Repository files navigation

=Wikimedia's generic UDP filtering system=

Wikimedia Foundation (c) 2012 // Diederik van Liere
This code has been released under the GPL2. 

=Dependencies=
libgeoip-dev and libcidr0-dev are dependencies that needs to be installed
if you are going to compile manually.

=Installation=

==Compiling==
You can run the following sequence to install udp-filter:
* ./configure
* make install

==Debian package==
You can create a package yourself using the following steps:
(replace strings where necessary)

# git clone git://gerrit.wikimedia.org:29416/analytics/udp-filters.git
# mv udp-filters udp-filters-0.1+git<yyyymmdd>
# tar -cvzf udp-filters-0.1+git<yyyymmdd>.tar.gz udp-filters-0.1+git<yyyymmdd>/
#dh_make -c gpl2 -e <your_email@wikimedia.org> -f ../udp-filters-0.1+git<yyyymmdd>.tar.gz 
# make changes (if necessary) to control-sample and copy it to debian/control
# make changes (if necessary) to copyright-sample and copy it to debian/copyright
#dpkg-depcheck -d ./configure (#output of dpkg-depcheck (libraries) must be added to debian/control, the following three packages need to be added to the control file: 
## libgeoip-dev
## libcidr-dev
## mime-support
## mawk
## autotools-dev
#dpkg-buildpackage -rfakeroot -sgpg (if you want to sign the package then make sure that name/ email address of the maintainer in the control file 'exactly' matches the name and email address of your GPG key.

==Example control file==
<pre>
Source: udp-filters
Section: utils
Priority: extra
Maintainer: Diederik van Liere (Wikimedia Foundation) <dvanliere@wikimedia.org>
Build-Depends: debhelper (>= 7.0.50~), autotools-dev, libgeoip-dev,mime-support, mawk
Standards-Version: 3.8.4
Homepage: <http://www.mediawiki.org/wiki/Analytics/UDP-filters>
Vcs-Git: git://gerrit.wikimedia.org:29416/analytics/udp-filters.git
Vcs-Browser: https://gerrit.wikimedia.org/r/gitweb?p=analytics/udp-filters.git

Package: udp-filters
Architecture: any
Depends: libc6 (>= 2.4), libgeoip1 (>= 1.4.6)
Description: <Wikimedia's udp-filter system.>
 <Wikimedia has a udp-logger that sends packets from the squid servers containing pageviews. UDP-filtes allows you to configure a filter and write particular pageviews, based on a combination of domain and url matching, to a logfile. It also offers geocoding and anonymization of ip addresses. >
</pre>

=Background=
This new filter system replaces the old collection of filters written in C. 

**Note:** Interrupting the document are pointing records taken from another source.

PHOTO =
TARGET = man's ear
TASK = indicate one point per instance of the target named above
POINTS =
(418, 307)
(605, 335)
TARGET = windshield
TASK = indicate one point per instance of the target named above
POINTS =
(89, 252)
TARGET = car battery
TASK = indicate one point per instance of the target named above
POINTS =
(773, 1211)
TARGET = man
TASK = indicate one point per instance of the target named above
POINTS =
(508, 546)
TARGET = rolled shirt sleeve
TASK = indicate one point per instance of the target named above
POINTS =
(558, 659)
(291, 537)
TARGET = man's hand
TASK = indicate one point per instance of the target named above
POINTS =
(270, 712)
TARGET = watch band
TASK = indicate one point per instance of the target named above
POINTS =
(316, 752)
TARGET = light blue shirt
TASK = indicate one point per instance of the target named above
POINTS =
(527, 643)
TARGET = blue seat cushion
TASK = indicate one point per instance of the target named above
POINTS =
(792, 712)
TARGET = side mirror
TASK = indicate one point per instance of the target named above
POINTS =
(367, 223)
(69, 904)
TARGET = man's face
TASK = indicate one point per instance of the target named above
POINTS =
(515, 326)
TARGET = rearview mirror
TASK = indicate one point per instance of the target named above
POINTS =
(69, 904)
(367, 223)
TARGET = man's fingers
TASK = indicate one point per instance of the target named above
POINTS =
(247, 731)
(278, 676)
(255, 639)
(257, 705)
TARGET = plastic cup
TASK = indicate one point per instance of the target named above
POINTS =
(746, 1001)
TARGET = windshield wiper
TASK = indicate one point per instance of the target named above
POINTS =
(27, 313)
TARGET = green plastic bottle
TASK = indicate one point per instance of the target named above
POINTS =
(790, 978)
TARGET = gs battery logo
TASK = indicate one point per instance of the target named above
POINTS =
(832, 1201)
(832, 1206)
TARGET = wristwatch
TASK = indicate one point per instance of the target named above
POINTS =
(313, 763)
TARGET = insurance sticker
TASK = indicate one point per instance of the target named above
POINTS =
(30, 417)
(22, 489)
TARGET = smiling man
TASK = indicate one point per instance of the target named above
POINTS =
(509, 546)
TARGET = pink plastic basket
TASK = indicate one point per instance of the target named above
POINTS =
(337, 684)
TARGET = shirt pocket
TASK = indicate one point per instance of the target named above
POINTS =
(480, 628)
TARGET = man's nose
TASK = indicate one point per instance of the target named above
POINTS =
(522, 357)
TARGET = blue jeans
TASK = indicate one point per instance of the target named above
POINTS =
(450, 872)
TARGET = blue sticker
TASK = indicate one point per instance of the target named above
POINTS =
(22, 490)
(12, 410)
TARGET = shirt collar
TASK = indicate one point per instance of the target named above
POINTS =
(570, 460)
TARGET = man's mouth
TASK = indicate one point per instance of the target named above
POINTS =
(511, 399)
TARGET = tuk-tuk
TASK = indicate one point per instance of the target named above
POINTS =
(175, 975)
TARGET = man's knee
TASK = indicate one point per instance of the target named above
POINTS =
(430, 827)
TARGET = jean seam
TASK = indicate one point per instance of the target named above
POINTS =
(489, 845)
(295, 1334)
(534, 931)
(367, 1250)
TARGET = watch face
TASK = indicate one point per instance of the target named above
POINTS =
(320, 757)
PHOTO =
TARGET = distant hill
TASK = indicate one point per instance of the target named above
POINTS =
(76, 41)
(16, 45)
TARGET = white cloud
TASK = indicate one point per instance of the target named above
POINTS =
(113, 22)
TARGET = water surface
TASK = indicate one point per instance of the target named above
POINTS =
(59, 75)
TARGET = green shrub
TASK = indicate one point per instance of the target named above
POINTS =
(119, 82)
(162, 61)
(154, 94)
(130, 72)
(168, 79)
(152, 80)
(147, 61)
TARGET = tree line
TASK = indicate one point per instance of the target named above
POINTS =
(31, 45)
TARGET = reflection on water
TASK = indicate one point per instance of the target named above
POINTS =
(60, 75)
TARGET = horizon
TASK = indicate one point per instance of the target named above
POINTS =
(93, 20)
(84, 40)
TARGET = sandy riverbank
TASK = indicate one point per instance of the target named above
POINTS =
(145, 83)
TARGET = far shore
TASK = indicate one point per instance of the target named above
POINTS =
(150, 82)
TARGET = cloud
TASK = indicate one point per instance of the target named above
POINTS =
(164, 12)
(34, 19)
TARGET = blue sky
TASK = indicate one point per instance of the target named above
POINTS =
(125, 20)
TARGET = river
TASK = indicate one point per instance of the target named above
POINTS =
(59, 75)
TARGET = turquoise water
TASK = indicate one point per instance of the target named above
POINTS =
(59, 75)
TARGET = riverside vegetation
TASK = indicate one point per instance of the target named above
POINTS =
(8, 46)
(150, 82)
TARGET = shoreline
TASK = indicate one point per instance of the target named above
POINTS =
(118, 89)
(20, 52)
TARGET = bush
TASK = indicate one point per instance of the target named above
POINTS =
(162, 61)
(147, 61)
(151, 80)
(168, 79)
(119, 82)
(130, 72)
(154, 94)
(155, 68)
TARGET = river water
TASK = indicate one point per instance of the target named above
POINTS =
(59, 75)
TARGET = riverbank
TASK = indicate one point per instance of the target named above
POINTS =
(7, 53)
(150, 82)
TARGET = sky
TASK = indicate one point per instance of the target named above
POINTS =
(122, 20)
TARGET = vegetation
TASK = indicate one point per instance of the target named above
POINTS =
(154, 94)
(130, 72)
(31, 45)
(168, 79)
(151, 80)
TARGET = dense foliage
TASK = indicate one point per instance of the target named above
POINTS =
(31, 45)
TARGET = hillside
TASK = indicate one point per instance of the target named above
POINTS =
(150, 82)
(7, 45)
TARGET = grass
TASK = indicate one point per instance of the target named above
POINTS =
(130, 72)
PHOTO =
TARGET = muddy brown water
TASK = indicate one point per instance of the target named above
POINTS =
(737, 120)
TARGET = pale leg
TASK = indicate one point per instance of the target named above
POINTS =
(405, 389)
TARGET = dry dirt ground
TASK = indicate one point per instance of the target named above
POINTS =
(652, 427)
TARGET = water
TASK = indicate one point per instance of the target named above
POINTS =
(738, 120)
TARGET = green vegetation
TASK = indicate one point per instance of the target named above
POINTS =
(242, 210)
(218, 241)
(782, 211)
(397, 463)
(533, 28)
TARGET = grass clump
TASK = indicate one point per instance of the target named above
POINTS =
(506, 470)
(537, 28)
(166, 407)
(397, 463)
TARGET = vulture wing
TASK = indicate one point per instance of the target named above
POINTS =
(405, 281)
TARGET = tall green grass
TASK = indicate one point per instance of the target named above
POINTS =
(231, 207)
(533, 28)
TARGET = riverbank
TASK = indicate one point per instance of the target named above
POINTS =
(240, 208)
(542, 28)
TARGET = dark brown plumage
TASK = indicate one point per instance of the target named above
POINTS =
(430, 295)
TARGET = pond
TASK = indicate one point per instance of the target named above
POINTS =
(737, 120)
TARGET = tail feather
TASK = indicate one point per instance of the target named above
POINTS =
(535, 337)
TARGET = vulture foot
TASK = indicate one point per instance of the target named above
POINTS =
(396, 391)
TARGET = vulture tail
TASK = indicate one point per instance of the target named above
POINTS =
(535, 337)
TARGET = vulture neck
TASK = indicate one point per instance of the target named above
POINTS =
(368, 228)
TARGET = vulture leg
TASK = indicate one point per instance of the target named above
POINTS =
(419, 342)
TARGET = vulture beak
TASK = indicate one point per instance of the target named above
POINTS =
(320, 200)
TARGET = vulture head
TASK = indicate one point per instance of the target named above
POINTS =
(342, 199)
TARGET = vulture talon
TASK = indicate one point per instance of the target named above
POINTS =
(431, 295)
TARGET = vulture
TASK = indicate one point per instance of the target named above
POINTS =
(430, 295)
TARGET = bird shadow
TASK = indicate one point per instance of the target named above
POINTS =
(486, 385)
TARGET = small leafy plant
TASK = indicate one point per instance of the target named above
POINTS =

=Command line arguments for udp-filter=
The following is a list of valid command line parameters. 

Either --path or --domain are mandatory (you can use them both, the other command line parameters are optional:
-p or --path:         the string or multiple strings separated by a comma that indicate what you want to match.
-d or --domain:       the part of the domain name that you want to match. For example, 'en.m.' would match all English mobile Wikimedia projects.

-g or --geocode:      flag to indicate geocode the log, by default turned off.
-b or --bird:         parameter that is mandatory when specifying -g or --geocode. Valid choices are <country>, <region> and <city>.
-a or --anonymize:    flag to indicate anonymize the log, by default turned off.
-i or --ip:           flag to indicate ip-filter the log, by default turned off. You can supply comma separated ip adresses, or comma-separated ip-ranges.

-m or --maxmind:     specify alternative path to MaxMind database.

-c or --country_list: limit the log to particular countries, this should be a comma separated list of country codes. Valid country codes are the ISO 3166 country codes (see http://www.maxmind.com/app/iso3166). 
-r or --regex:        the parameters -p and -u are interpreted as regular expressions. Regular expression searching is probably slower so substring matching is recommended.
-f or --force:        do not match on either domain, path, or ip address, basically turn filtering off. Can be useful when filtering for specific country.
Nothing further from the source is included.